When fetching the pre-signed credentials we need to set the request type to JSONAPI and provide an authorization token with the help of our session service. The file name and MIME type are sent along as parameters, but you can add any additional parameters your API needs.

For example: if you wanted the uploaded file to be placed in the S3 bucket using a parent scoped path like parent/:parent_id/uploads/:filename you could add parent_id as a parameter and use it in your Phoenix controller action to build the path.

actions: {
  uploadFile: function (file) {
    let auth = this.get('session.data.authenticated');
    let ajaxRequest = {
      url: '/api/v1/file_upload_presigned',
      type: 'GET',
      headers: {
        'Authorization': `Token token="${auth.token}", email="${auth.email}"`,
        'Accept': 'application/vnd.api+json',
        'Content-Type': 'application/vnd.api+json'
      },
      data: {filename: file.get("name"), mimetype: file.get("type")}
    };
    RSVP.cast(Ember.$.ajax(ajaxRequest)).then(function (response) {
      return file.upload(response.url, {
        data: response.credentials
      });
    }).then(function (response) {
      // handle the S3 upload response
      // this could be as simple as updating or creating an ember model
      // response.headers.Location contains the uploaded file's S3 URL
    });
  }
}

Generating pre-signed upload credentials in Phoenix

Now we just need to add the /api/v1/file_upload_presigned route to our Phoenix API server. We’ll use the s3_direct_upload library to help with this. To pull in this library, just add {:s3_direct_upload, "~> 0.1.1"} to your application dependencies in mix.exs and run mix deps.get.

In order to use the s3_direct_upload module we need to configure the AWS access and secret keys as well as the S3 bucket name. We’ll use environment variables to supply this configuration, so in config/config.exs add something like this:

config :s3_direct_upload,
  aws_access_key: System.get_env("AWS_ACCESS_KEY_ID"),
  aws_secret_key: System.get_env("AWS_SECRET_ACCESS_KEY"),
  aws_s3_bucket: System.get_env("AWS_S3_BUCKET")

Next we need to add a route for the pre-signed credentials in web/router.ex. The api pipeline sets up JSONAPI content type handling and JSONAPI deserialization. Our app uses the ja_serializer library to help with this. The pipeline also authenticates the request using the token in the Authorization header.

scope "/api/v1", Api do
  pipe_through :api

  get "/file_upload_presigned", FileUploadController, :presigned
end

Finally we add the Phoenix controller and action. In this example we generate a path consisting of a simple UUID, but you can build whatever makes sense for your application.
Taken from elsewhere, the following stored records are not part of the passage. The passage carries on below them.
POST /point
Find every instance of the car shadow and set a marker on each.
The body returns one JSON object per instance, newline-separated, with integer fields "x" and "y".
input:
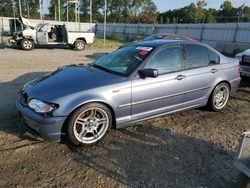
{"x": 149, "y": 156}
{"x": 139, "y": 156}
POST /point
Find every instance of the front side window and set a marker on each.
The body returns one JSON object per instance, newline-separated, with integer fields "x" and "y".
{"x": 44, "y": 28}
{"x": 124, "y": 60}
{"x": 167, "y": 60}
{"x": 196, "y": 56}
{"x": 214, "y": 57}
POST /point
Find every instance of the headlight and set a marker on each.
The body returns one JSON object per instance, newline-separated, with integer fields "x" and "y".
{"x": 40, "y": 106}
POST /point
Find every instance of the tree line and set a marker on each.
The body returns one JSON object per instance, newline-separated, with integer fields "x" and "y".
{"x": 129, "y": 11}
{"x": 197, "y": 13}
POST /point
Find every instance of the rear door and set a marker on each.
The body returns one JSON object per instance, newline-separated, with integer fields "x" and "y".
{"x": 201, "y": 66}
{"x": 153, "y": 96}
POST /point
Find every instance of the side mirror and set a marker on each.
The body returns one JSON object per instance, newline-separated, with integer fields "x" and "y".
{"x": 151, "y": 73}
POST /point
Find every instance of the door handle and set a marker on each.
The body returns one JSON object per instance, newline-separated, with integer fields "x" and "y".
{"x": 180, "y": 77}
{"x": 213, "y": 70}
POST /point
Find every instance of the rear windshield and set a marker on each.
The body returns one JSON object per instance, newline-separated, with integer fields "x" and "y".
{"x": 124, "y": 60}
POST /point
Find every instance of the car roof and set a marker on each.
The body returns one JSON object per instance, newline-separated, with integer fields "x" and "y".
{"x": 156, "y": 43}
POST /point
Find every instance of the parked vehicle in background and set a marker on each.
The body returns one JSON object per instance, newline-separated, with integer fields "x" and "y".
{"x": 244, "y": 58}
{"x": 50, "y": 34}
{"x": 137, "y": 82}
{"x": 169, "y": 36}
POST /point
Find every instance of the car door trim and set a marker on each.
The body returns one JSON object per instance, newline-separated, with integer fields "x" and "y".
{"x": 160, "y": 98}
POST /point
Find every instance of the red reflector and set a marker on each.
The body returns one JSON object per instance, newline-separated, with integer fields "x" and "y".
{"x": 143, "y": 52}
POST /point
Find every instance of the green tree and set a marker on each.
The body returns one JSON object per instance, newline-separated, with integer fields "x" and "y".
{"x": 210, "y": 16}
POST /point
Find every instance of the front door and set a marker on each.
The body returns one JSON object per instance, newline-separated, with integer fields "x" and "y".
{"x": 42, "y": 35}
{"x": 202, "y": 65}
{"x": 152, "y": 96}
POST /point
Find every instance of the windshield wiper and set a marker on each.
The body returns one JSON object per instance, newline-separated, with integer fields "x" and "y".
{"x": 102, "y": 68}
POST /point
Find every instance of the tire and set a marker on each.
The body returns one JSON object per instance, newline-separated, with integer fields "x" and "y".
{"x": 89, "y": 124}
{"x": 243, "y": 181}
{"x": 79, "y": 45}
{"x": 217, "y": 100}
{"x": 27, "y": 44}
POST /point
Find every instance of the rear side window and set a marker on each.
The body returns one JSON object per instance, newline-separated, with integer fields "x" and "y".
{"x": 214, "y": 57}
{"x": 167, "y": 60}
{"x": 196, "y": 56}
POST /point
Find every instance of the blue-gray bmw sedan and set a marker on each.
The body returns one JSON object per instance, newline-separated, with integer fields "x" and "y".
{"x": 136, "y": 82}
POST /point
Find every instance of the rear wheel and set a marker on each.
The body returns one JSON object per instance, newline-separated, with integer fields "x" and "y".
{"x": 79, "y": 45}
{"x": 219, "y": 97}
{"x": 89, "y": 124}
{"x": 27, "y": 44}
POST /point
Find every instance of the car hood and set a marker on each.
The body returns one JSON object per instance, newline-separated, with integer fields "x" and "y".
{"x": 27, "y": 23}
{"x": 69, "y": 80}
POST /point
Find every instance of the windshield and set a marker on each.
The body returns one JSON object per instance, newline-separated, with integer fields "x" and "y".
{"x": 124, "y": 60}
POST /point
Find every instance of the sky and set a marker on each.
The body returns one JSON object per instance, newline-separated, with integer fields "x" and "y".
{"x": 164, "y": 5}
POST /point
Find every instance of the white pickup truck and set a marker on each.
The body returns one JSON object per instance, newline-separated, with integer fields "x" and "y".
{"x": 50, "y": 34}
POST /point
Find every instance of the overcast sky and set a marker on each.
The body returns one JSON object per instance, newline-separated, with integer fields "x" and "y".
{"x": 164, "y": 5}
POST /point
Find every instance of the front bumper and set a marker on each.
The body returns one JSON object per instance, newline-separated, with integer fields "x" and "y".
{"x": 49, "y": 128}
{"x": 235, "y": 84}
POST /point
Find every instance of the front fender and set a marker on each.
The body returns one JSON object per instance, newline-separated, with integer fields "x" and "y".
{"x": 67, "y": 106}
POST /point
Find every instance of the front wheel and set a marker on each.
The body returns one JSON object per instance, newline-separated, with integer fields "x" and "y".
{"x": 219, "y": 97}
{"x": 27, "y": 44}
{"x": 79, "y": 45}
{"x": 89, "y": 124}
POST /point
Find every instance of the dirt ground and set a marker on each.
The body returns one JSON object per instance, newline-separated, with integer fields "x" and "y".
{"x": 188, "y": 149}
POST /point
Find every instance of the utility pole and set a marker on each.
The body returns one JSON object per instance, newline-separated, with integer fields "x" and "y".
{"x": 90, "y": 14}
{"x": 67, "y": 11}
{"x": 105, "y": 22}
{"x": 28, "y": 9}
{"x": 20, "y": 8}
{"x": 14, "y": 14}
{"x": 59, "y": 11}
{"x": 55, "y": 13}
{"x": 40, "y": 6}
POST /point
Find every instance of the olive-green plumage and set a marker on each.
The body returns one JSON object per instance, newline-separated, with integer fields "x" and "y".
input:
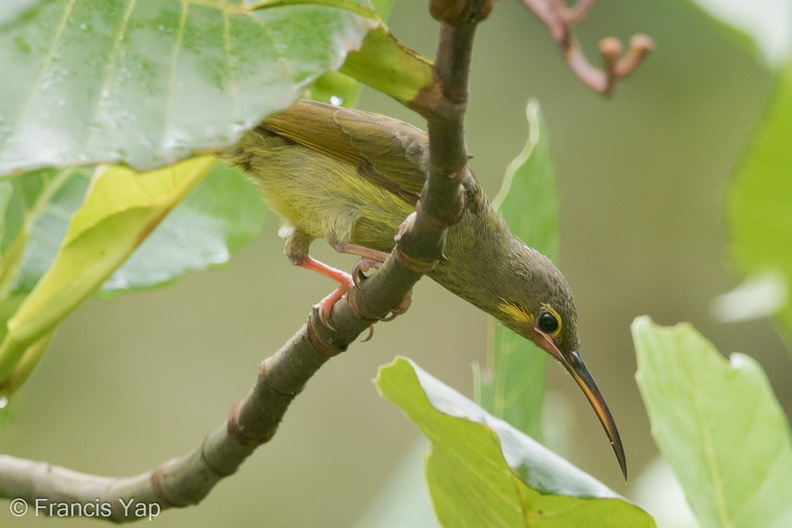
{"x": 352, "y": 177}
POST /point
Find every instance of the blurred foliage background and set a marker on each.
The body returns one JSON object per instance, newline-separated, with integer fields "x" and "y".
{"x": 131, "y": 382}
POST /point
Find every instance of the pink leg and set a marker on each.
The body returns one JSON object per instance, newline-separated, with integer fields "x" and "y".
{"x": 342, "y": 278}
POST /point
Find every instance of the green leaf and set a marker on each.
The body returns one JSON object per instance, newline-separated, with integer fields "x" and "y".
{"x": 151, "y": 81}
{"x": 759, "y": 202}
{"x": 120, "y": 211}
{"x": 514, "y": 385}
{"x": 219, "y": 216}
{"x": 387, "y": 65}
{"x": 760, "y": 25}
{"x": 718, "y": 425}
{"x": 35, "y": 218}
{"x": 478, "y": 467}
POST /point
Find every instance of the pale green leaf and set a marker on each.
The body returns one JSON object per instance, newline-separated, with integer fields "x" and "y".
{"x": 219, "y": 216}
{"x": 719, "y": 427}
{"x": 151, "y": 81}
{"x": 514, "y": 384}
{"x": 120, "y": 211}
{"x": 482, "y": 472}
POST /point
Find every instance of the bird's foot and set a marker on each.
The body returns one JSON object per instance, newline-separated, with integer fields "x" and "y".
{"x": 325, "y": 306}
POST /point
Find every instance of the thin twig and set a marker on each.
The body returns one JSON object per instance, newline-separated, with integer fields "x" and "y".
{"x": 559, "y": 19}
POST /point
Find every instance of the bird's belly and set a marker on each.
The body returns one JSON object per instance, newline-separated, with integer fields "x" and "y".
{"x": 325, "y": 198}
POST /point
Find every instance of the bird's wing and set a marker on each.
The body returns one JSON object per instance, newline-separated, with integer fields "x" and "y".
{"x": 385, "y": 151}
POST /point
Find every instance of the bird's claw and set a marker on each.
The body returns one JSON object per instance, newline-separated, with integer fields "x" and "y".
{"x": 363, "y": 265}
{"x": 325, "y": 306}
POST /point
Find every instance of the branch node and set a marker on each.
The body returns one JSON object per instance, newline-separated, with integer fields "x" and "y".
{"x": 323, "y": 348}
{"x": 159, "y": 488}
{"x": 237, "y": 432}
{"x": 460, "y": 11}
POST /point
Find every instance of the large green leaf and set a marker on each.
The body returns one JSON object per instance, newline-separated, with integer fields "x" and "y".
{"x": 719, "y": 427}
{"x": 514, "y": 384}
{"x": 482, "y": 472}
{"x": 220, "y": 215}
{"x": 761, "y": 25}
{"x": 35, "y": 218}
{"x": 150, "y": 81}
{"x": 759, "y": 204}
{"x": 120, "y": 211}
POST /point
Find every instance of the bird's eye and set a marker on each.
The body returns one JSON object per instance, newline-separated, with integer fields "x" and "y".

With this implementation, the uploaded file URLs will look like:

https://bucket.s3.amazonaws.com/7e087127-4891-4735-b1e5-e56faa2f0cf2/file.ext

defmodule Api.FileUploadController do
  use Api.Web, :controller

  def presigned(conn, %{"filename" => file_name, "mimetype" => mimetype}) do
    uuid = Ecto.UUID.generate()
    path = "#{uuid}"
    upload = %S3DirectUpload{file_name: file_name, mimetype: mimetype, path: path}
    send_resp(conn, 200, S3DirectUpload.presigned_json(upload))
  end
end

Simple file uploads in Ember and Phoenix

Using the ember-file-upload and s3_direct_upload libraries makes it simple to add S3 direct uploads to your Ember application and Phoenix API server. Not only is it easy but the resulting file upload interface supports drag and drop, handling of single or multiple file uploads, filtering by MIME type and file extension, and upload progress feedback. I’m really happy with the result.